The current state of standard-driven processes provides manufacturers with reasonable assurance that their materials and methods can be shown to have met expected levels of quality and performance. The legal system considers standards not only relevant and reliable but also sometimes determinative of a product’s soundness. As AI is increasingly relied upon, important questions relate to how AI might impact the standard of care analysis—the the legal process of evaluating whether a manufacturer’s actions and processes met the level of quality, safety and performance that the industry considers acceptable—and if so, what standards exist for the use of AI.
AI-specific standards, and implications for manufacturing
A March 2026 publication, “Standardization Environmental Scan: Artificial Intelligence (AI)” by the Advancing Standardization for Critical and Emerging Technologies’ Center of Excellence, is the first in a series of planned publications relating to critical emerging technologies. The ASCET AI report surveys the current developments of standards focused upon AI, describes the different types of standards, and outlines the progress and ongoing work of standards development and accreditation organizations like ASTM and ANSI. Because AI is applied in so many different contexts, the number and scope of standards already developed is impressive—333 AI-specific standards, according to the ASCET report. However, the report notes that coordinating independently developed standards adds yet another layer of complexity to achieving a goal of consistent standardization. The report contains a caveat that given the acceleration of AI advancements, standards organizations may have difficulty keeping pace with AI’s rapid evolution.
The ASCET report also identifies areas of perceived gaps, such as a needed standard for human-AI interaction due to the prevalent use of AI in support roles, which may be addressed by developing standards. If AI is used for automation, predictive maintenance or to augment standardized quality assurance, filling this perceived gap with standard guidance will be of benefit to a manufacturer to establish industry practices for human-AI coordination. Another gap identified by a 2024 U.S. Senate Workshop Group stated that “Unclear legal frameworks make it difficult to assign responsibility for AI-caused harm.” Government and court intervention helping to clarify assignment of legal responsibility is an area requiring industry vigilance. If SODs may be challenged by AI’s acceleration, as ASCET warns, its speed may leave a deliberative body such as Congress far behind.

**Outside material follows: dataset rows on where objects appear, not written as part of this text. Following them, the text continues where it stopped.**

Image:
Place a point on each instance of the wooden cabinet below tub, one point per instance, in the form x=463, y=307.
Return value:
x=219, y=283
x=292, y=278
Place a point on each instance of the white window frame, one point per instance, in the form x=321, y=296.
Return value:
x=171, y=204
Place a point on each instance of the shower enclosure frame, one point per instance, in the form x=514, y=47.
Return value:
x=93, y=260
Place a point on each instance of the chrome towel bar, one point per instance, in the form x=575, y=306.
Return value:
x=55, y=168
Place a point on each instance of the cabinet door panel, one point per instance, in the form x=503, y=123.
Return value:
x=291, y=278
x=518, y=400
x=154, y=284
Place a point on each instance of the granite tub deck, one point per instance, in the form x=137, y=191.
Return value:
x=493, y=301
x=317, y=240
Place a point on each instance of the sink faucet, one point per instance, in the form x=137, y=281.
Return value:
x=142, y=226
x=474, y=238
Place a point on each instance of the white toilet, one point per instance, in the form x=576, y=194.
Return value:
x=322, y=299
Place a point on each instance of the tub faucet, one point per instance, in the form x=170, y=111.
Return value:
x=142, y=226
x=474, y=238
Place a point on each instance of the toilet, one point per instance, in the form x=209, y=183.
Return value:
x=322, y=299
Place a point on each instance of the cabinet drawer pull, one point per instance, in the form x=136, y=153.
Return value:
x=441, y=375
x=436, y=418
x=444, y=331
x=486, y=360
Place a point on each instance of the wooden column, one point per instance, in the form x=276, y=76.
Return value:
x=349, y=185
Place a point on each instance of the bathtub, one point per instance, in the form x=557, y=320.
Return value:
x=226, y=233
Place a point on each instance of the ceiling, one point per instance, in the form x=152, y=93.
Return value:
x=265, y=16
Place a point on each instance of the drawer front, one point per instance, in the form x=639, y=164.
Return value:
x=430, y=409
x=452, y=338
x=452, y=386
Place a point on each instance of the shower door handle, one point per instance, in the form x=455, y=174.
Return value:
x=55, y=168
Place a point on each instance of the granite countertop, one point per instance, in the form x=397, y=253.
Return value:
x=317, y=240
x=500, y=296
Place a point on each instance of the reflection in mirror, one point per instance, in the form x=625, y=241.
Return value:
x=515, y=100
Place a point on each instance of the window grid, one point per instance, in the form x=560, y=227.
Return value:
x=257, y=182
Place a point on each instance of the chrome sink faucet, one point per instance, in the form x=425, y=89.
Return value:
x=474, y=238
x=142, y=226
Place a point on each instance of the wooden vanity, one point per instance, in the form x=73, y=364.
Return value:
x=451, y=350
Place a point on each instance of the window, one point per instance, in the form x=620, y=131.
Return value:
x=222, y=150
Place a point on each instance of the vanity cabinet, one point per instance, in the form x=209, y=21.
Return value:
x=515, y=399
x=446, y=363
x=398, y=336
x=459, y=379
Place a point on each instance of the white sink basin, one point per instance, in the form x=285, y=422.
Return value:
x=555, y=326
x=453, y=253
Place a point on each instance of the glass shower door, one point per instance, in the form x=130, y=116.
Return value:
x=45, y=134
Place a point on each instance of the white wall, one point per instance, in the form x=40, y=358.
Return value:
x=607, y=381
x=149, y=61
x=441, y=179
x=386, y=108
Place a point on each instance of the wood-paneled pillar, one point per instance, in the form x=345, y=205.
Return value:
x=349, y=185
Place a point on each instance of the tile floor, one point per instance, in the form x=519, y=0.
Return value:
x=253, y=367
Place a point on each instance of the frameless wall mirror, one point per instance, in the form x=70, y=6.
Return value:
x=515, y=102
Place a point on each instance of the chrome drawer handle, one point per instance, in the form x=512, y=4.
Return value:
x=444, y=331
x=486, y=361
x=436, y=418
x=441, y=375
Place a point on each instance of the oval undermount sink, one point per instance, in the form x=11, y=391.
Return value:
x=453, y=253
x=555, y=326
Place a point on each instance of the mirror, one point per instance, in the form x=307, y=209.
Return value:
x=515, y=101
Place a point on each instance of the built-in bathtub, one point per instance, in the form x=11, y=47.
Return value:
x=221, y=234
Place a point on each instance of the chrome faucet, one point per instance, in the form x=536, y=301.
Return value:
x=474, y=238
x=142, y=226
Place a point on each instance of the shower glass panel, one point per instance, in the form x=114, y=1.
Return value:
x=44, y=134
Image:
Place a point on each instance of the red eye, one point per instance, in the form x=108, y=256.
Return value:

Courts and legislatures that weigh the balance more in favor of consumer protection are likely inclined to endow the legal system with mechanisms to deal with the apparent complexities of AI-assisted legal liability by easing potential evidentiary hurdles to claims. Simply put, courts and willing legislatures may decide that AI processes may be judged differently according to newly enacted laws, regulations and rules. However, continuing the well-developed reliability of industry standards as benchmarks for manufacturing may be in the best interest of the private sector. Providing governments and judicial systems the option to rely upon consensus-driven industry standards may assist them in clarification of relative responsibilities in AI use. AI poses challenges given its rapid evolution but standards should continue to be developed for the use of AI to provide manufacturers with reasonable assurance that they may meet, and prove compliance with, an established “standard of care.”